Saat di konfirmasi, Irwan yang disebut-sebut sebagai penanggungjawab keberadaan distributor rokok tersebut menyampaikan bahwa terkait izin Persetujuan Bangunan Gedung (PBG) sudah ada.
“Izin PBG sudah ada Pak, dan selama ini tidak ada keluhan dari warga sekitar,” ujar Irwan, Kamis sore (26/2/2026).

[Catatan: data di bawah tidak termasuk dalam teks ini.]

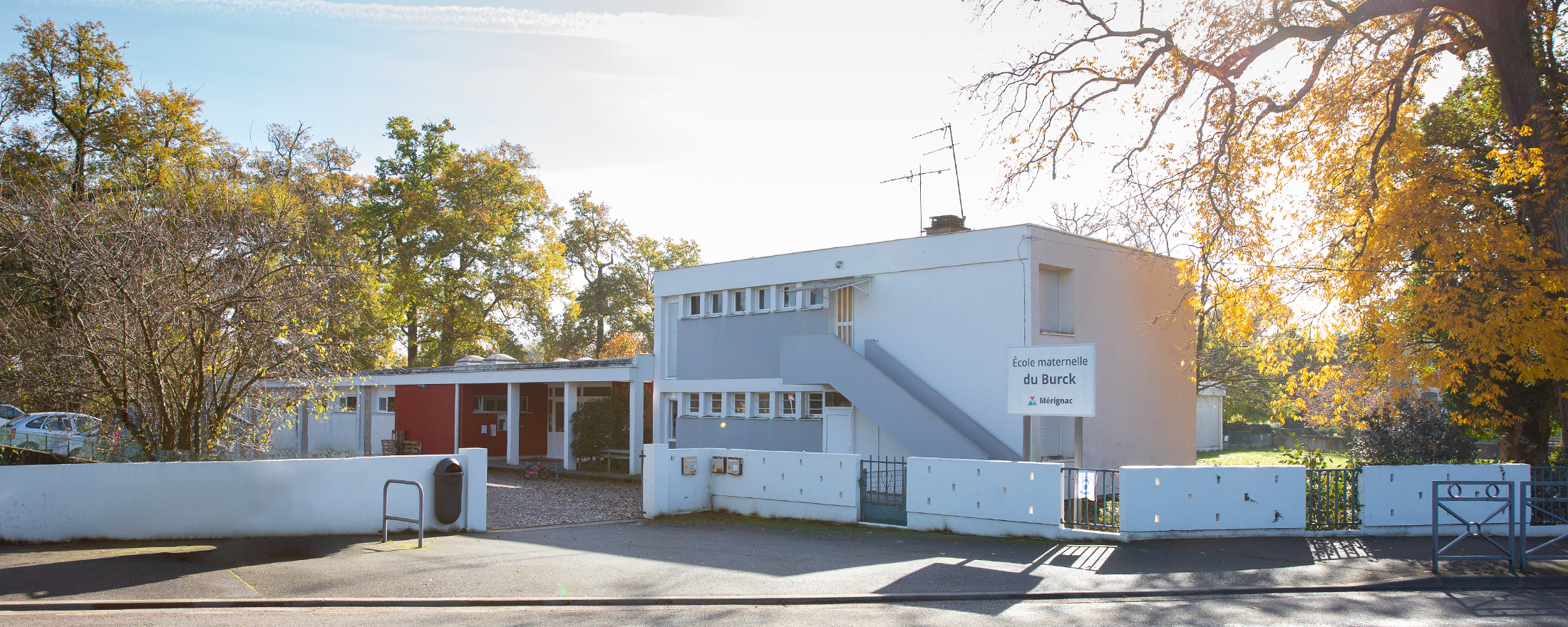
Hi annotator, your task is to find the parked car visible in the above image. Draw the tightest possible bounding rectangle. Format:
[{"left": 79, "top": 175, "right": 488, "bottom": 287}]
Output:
[{"left": 0, "top": 413, "right": 103, "bottom": 456}]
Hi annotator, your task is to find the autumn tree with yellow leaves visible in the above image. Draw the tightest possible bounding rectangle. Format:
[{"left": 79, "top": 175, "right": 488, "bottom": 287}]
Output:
[{"left": 967, "top": 0, "right": 1568, "bottom": 461}]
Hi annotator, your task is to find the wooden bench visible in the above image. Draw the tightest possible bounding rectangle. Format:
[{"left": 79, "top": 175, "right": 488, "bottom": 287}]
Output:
[{"left": 381, "top": 440, "right": 425, "bottom": 455}]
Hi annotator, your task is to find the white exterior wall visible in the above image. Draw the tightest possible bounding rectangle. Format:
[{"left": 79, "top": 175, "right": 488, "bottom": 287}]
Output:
[
  {"left": 907, "top": 457, "right": 1061, "bottom": 538},
  {"left": 852, "top": 259, "right": 1027, "bottom": 455},
  {"left": 1121, "top": 465, "right": 1306, "bottom": 533},
  {"left": 1359, "top": 464, "right": 1530, "bottom": 534},
  {"left": 643, "top": 444, "right": 861, "bottom": 524},
  {"left": 643, "top": 444, "right": 713, "bottom": 519},
  {"left": 656, "top": 226, "right": 1197, "bottom": 469},
  {"left": 0, "top": 448, "right": 486, "bottom": 542},
  {"left": 703, "top": 448, "right": 861, "bottom": 524}
]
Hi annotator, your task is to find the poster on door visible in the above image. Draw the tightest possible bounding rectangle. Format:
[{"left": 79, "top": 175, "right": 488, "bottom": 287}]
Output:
[{"left": 1006, "top": 343, "right": 1098, "bottom": 415}]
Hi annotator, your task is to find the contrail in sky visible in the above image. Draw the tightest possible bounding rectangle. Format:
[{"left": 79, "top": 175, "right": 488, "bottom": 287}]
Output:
[{"left": 91, "top": 0, "right": 721, "bottom": 39}]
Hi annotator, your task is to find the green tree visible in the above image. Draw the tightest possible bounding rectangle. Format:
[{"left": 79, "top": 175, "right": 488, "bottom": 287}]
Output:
[
  {"left": 555, "top": 191, "right": 701, "bottom": 358},
  {"left": 358, "top": 118, "right": 566, "bottom": 367},
  {"left": 0, "top": 17, "right": 221, "bottom": 199}
]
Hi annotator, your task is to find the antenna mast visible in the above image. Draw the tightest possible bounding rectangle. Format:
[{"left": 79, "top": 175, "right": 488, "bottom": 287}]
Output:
[
  {"left": 883, "top": 166, "right": 963, "bottom": 234},
  {"left": 911, "top": 120, "right": 967, "bottom": 218}
]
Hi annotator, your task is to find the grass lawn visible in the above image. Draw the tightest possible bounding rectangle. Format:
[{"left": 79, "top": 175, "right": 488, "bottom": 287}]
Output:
[{"left": 1198, "top": 450, "right": 1350, "bottom": 469}]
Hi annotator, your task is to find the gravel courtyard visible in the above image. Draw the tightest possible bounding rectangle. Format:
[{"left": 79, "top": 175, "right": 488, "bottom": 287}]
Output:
[{"left": 486, "top": 469, "right": 643, "bottom": 530}]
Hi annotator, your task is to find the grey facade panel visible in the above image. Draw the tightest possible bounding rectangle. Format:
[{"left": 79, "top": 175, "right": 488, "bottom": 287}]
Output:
[
  {"left": 676, "top": 418, "right": 822, "bottom": 455},
  {"left": 865, "top": 340, "right": 1019, "bottom": 461},
  {"left": 674, "top": 307, "right": 834, "bottom": 379},
  {"left": 779, "top": 334, "right": 984, "bottom": 460}
]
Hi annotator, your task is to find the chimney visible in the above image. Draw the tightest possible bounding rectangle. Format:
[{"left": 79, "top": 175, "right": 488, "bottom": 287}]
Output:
[{"left": 925, "top": 214, "right": 969, "bottom": 235}]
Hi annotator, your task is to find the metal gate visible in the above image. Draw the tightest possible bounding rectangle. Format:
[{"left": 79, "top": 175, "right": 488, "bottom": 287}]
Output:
[
  {"left": 861, "top": 457, "right": 909, "bottom": 527},
  {"left": 1306, "top": 469, "right": 1361, "bottom": 532},
  {"left": 1061, "top": 469, "right": 1121, "bottom": 532},
  {"left": 1518, "top": 480, "right": 1568, "bottom": 571},
  {"left": 1432, "top": 481, "right": 1520, "bottom": 575}
]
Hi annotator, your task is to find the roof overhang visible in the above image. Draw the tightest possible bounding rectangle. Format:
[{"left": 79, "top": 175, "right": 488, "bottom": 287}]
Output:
[
  {"left": 784, "top": 276, "right": 872, "bottom": 293},
  {"left": 267, "top": 354, "right": 654, "bottom": 387}
]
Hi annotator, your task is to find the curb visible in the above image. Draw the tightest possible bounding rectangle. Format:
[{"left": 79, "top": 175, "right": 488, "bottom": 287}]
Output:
[{"left": 0, "top": 575, "right": 1568, "bottom": 611}]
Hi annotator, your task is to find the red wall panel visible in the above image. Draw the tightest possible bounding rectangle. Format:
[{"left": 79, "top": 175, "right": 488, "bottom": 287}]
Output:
[{"left": 393, "top": 384, "right": 456, "bottom": 455}]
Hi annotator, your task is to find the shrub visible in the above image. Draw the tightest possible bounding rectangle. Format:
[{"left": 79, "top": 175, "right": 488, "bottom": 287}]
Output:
[
  {"left": 1350, "top": 400, "right": 1475, "bottom": 465},
  {"left": 572, "top": 389, "right": 632, "bottom": 469}
]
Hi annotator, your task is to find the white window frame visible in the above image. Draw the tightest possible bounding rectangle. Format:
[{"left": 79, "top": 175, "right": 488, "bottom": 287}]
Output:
[
  {"left": 748, "top": 285, "right": 775, "bottom": 314},
  {"left": 800, "top": 287, "right": 832, "bottom": 309},
  {"left": 801, "top": 392, "right": 828, "bottom": 420},
  {"left": 775, "top": 392, "right": 800, "bottom": 420},
  {"left": 473, "top": 393, "right": 507, "bottom": 414},
  {"left": 779, "top": 284, "right": 800, "bottom": 312}
]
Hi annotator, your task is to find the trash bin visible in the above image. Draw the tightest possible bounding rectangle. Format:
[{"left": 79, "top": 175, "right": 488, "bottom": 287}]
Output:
[{"left": 434, "top": 457, "right": 463, "bottom": 525}]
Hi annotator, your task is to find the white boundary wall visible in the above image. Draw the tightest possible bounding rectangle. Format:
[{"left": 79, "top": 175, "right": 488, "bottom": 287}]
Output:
[
  {"left": 643, "top": 444, "right": 1559, "bottom": 541},
  {"left": 1121, "top": 465, "right": 1306, "bottom": 534},
  {"left": 907, "top": 457, "right": 1061, "bottom": 538},
  {"left": 643, "top": 444, "right": 861, "bottom": 524},
  {"left": 1359, "top": 464, "right": 1524, "bottom": 536},
  {"left": 0, "top": 448, "right": 488, "bottom": 542}
]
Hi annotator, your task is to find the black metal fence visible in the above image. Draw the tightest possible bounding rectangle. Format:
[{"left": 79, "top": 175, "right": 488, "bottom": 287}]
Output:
[
  {"left": 861, "top": 457, "right": 909, "bottom": 527},
  {"left": 1524, "top": 465, "right": 1568, "bottom": 525},
  {"left": 1306, "top": 469, "right": 1361, "bottom": 532},
  {"left": 1061, "top": 469, "right": 1121, "bottom": 532}
]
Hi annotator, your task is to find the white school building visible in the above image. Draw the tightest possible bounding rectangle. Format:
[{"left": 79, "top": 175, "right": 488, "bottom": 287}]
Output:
[{"left": 652, "top": 217, "right": 1197, "bottom": 469}]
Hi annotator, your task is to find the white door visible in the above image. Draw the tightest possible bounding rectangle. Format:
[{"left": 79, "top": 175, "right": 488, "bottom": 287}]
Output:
[{"left": 822, "top": 408, "right": 855, "bottom": 453}]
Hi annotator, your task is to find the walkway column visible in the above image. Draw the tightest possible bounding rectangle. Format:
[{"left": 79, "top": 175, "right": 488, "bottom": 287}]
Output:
[
  {"left": 626, "top": 376, "right": 643, "bottom": 475},
  {"left": 298, "top": 395, "right": 309, "bottom": 460},
  {"left": 452, "top": 383, "right": 463, "bottom": 455},
  {"left": 507, "top": 383, "right": 522, "bottom": 465},
  {"left": 359, "top": 385, "right": 376, "bottom": 457},
  {"left": 562, "top": 381, "right": 577, "bottom": 470}
]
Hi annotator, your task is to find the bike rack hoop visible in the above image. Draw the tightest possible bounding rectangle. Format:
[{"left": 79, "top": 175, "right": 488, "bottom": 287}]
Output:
[{"left": 381, "top": 480, "right": 425, "bottom": 549}]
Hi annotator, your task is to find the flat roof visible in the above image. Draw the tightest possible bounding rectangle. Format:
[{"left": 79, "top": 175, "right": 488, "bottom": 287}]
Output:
[{"left": 268, "top": 354, "right": 652, "bottom": 387}]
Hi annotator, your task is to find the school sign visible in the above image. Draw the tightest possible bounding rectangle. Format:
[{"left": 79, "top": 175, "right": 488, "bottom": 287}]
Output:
[{"left": 1006, "top": 343, "right": 1098, "bottom": 415}]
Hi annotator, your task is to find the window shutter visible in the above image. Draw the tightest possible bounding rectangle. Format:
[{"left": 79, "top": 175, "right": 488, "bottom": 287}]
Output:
[
  {"left": 1035, "top": 415, "right": 1061, "bottom": 457},
  {"left": 1040, "top": 268, "right": 1061, "bottom": 332},
  {"left": 664, "top": 303, "right": 681, "bottom": 379}
]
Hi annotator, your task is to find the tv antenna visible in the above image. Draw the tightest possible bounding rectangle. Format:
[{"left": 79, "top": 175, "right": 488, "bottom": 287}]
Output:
[
  {"left": 909, "top": 120, "right": 966, "bottom": 218},
  {"left": 883, "top": 166, "right": 947, "bottom": 234}
]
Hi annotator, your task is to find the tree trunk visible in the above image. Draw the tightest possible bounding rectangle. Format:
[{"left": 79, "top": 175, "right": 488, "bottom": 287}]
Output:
[
  {"left": 403, "top": 304, "right": 418, "bottom": 368},
  {"left": 1497, "top": 413, "right": 1552, "bottom": 465}
]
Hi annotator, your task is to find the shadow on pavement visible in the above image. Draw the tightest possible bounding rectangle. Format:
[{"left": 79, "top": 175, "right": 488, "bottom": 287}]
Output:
[{"left": 0, "top": 536, "right": 366, "bottom": 598}]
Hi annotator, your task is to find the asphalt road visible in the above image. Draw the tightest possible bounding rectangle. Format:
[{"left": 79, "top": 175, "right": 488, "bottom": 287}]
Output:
[
  {"left": 0, "top": 514, "right": 1562, "bottom": 601},
  {"left": 0, "top": 591, "right": 1568, "bottom": 627}
]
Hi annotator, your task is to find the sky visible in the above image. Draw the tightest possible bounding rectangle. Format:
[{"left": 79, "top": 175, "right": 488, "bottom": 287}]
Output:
[{"left": 0, "top": 0, "right": 1113, "bottom": 261}]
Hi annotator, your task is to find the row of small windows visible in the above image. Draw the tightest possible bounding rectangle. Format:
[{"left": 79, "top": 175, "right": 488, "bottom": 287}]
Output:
[
  {"left": 681, "top": 392, "right": 830, "bottom": 420},
  {"left": 336, "top": 393, "right": 397, "bottom": 414},
  {"left": 684, "top": 284, "right": 828, "bottom": 318}
]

Sementara itu, Kabid Gakumda Kota Tangerang, Hendra, mengatakan pihaknya belum mendapat laporan perihal keberadaan distributor rokok tersebut.
“Belum saya terima laporannya. Namun bentuk profesionalisme apapun laporan akan ditindaklanjuti dan diproses sesuai aturan dan ketentuan,” tegasnya.
Ironisnya, statmen Kabid Gakumda jadi pertanyaan perihal profesional dalam pelayanan masyarakat. Pasalnya Satpol PP Kota Tangerang sudah melakukan pemanggilan kepada Pemilik/Pengelola Bangunan untuk memberikan klarifikasi perijinan pada Kamis, 12 Februari 2026, di ruang Penyidik Pegawai Negeri Sipil Satpol PP Kota Tangerang, yang tertulis di surat pemanggilan pada tanggal 9 Februari 2026 dengan menghadap bapak Hendra (Kabid Gakumda), bapak Suyitno (Kasi Penegakan), dan Jarot Munahwan (Kordinator PPNS).
Kasus ini menjadi pengingat pentingnya kepatuhan terhadap aturan alih fungsi bangunan, terutama ketika aktivitas usaha berpotensi berdampak pada ketertiban dan kenyamanan warga sekitar.